Maybe you've heard of our tiny piece of Counter-Strike history: a map called de_dust_pcg. It was released back in 2005 as a collaboration between Dave Johnston, the creator of the original Dust, and PC Gamer—thus the title, right? As Johnston explains in this blog post, it was originally created as a tutorial for the mag, and so "it never quite got the attention and iteration that Dust and Dust 2 benefited from." But now it's getting a second chance, as 3kliksphilip has ported it from Counter-Strike: Source to CS:GO, and also put up a nice video overview of its history and the changes that were required to make the new version work.
"Retrospectively I’m surprised at some of the choices I made, and the choices the layout exposes to players," Johnston wrote. "The map clearly doesn’t have the same depth of gameplay as Dust 2, sitting closer to the original Dust in terms of size and complexity—perhaps it could be considered Dust 0.8 if these things were numbered in such a way. I’m still unsure if the dropped bomb spot was a good idea, but it was certainly fun to try it."

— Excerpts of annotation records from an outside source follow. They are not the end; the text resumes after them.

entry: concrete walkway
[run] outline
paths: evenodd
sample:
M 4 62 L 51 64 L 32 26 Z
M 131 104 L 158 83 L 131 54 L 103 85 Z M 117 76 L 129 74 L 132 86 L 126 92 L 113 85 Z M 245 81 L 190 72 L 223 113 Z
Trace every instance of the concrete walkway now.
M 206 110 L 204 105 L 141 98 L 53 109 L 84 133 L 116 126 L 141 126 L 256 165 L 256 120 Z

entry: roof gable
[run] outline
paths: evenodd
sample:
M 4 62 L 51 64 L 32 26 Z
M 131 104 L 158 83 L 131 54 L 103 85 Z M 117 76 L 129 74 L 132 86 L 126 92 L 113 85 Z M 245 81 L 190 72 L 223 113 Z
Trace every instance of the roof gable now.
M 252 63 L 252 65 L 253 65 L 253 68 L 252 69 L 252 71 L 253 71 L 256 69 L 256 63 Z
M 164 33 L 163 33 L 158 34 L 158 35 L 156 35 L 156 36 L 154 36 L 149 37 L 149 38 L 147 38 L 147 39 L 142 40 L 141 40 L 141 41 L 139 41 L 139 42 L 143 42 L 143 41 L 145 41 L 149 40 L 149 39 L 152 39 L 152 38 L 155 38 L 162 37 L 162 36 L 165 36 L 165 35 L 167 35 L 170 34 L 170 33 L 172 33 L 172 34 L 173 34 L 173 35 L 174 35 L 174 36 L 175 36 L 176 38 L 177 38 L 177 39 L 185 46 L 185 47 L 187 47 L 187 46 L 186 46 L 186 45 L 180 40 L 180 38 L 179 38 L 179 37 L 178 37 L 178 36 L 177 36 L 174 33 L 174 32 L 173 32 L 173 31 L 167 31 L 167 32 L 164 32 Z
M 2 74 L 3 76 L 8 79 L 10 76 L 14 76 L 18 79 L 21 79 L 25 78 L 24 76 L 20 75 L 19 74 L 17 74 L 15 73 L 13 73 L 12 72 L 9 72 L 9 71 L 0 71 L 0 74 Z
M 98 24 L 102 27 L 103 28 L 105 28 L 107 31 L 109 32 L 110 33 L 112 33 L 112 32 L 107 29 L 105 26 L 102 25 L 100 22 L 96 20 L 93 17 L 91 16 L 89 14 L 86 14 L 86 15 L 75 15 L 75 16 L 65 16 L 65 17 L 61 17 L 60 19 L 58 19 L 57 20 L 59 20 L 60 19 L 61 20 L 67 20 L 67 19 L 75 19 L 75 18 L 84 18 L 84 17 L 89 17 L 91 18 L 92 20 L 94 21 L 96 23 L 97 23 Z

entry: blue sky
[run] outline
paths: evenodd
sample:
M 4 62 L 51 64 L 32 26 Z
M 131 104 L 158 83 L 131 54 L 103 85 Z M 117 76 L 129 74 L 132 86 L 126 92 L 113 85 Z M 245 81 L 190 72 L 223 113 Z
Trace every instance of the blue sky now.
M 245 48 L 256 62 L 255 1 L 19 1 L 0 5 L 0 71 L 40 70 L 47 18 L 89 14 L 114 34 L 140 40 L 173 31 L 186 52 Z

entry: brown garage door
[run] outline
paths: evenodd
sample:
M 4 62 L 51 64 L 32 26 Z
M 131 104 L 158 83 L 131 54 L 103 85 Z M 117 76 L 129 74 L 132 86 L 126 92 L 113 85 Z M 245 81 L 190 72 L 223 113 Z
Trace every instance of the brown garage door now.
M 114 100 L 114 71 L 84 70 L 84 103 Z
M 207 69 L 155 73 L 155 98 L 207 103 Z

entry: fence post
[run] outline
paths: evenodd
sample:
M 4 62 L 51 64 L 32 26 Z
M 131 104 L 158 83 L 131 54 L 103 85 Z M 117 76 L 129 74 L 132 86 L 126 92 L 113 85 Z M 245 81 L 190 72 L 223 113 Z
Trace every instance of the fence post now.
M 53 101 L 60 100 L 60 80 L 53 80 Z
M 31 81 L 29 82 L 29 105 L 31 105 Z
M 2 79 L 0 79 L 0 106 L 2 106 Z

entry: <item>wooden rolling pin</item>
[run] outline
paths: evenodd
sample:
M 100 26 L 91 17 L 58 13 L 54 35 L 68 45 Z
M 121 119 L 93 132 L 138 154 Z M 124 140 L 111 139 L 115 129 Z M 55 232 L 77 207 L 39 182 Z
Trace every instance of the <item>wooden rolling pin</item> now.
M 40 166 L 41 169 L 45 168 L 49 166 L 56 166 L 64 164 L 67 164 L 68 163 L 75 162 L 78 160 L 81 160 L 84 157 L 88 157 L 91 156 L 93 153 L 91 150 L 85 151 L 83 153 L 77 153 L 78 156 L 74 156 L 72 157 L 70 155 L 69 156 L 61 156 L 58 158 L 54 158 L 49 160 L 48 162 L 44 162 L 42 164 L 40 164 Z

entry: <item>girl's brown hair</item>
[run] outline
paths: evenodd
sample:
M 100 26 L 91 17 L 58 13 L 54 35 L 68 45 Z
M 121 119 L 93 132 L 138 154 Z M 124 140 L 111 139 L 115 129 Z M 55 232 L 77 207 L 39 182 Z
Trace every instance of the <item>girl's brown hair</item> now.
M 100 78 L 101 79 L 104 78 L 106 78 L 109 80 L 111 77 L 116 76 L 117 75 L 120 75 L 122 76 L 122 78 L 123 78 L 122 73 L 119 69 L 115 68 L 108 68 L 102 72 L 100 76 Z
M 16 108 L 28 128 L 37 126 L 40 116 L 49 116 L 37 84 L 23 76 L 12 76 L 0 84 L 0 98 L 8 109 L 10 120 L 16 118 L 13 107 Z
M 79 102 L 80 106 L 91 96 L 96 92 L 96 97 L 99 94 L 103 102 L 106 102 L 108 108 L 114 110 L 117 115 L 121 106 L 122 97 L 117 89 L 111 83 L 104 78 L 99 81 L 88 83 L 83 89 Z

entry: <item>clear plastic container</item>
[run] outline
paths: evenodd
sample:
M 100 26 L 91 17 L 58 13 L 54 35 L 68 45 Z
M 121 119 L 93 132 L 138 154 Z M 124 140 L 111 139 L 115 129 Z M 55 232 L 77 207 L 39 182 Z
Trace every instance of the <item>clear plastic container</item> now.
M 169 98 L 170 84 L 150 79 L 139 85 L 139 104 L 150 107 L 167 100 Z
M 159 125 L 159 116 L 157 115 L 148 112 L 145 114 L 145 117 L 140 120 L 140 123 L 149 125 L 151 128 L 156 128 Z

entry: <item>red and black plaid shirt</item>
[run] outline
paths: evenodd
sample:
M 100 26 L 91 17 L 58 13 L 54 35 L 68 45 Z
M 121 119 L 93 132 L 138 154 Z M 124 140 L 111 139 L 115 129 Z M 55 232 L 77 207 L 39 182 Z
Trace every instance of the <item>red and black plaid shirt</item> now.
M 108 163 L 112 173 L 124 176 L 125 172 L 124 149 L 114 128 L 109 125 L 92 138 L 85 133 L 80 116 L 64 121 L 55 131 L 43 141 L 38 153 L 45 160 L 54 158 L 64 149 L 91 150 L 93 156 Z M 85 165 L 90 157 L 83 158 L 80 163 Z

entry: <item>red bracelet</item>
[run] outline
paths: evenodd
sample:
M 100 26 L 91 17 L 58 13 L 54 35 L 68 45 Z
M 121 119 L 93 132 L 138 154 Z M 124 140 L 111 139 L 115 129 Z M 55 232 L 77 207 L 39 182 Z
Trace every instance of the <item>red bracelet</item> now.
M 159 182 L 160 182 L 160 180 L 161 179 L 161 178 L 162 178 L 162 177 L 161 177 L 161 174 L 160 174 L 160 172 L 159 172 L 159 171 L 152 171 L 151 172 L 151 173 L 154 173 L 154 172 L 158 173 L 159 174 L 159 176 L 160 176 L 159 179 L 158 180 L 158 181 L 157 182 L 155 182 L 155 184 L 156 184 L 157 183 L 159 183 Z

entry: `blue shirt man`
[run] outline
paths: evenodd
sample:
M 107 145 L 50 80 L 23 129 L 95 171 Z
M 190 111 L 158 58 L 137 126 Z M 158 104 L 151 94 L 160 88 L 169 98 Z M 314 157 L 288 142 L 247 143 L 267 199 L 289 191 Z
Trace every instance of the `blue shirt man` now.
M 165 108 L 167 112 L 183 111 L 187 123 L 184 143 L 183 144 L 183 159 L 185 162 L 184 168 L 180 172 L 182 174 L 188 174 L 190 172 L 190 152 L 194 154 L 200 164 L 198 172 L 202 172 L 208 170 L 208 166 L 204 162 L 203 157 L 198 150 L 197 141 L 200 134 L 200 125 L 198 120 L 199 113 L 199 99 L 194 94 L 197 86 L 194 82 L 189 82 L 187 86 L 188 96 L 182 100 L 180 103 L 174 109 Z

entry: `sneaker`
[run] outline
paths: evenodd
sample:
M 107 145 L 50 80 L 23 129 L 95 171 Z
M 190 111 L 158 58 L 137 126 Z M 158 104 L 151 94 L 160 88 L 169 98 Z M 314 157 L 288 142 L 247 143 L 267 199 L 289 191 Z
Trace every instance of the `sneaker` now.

As a tutorial in a magazine, the map didn't get the iteration that Dust and Dust 2 did, but it also reflects the different priorities of that era, when the focus was on lowering the barriers to entry rather than "the all-important metagames that help enshrine longevity." Gamers these days are more tolerant of complex map layouts, Johnston said, while modern game engines are better equipped to "recreate and then exploit properties of [the] real world to guide players around the virtual world." Because of that, he concluded, de_dust_pcg "will probably leave most CS:GO players wanting a little... well, more."
Maybe so, but it's free, which is a big selling point, and an interesting piece of videogame history to boot. It's available via the Steam Workshop, and 3klikphilip's own site lists some servers running it. And if you want to play around with the original de_dust_pcg files in the Hammer editor, you can grab them up here.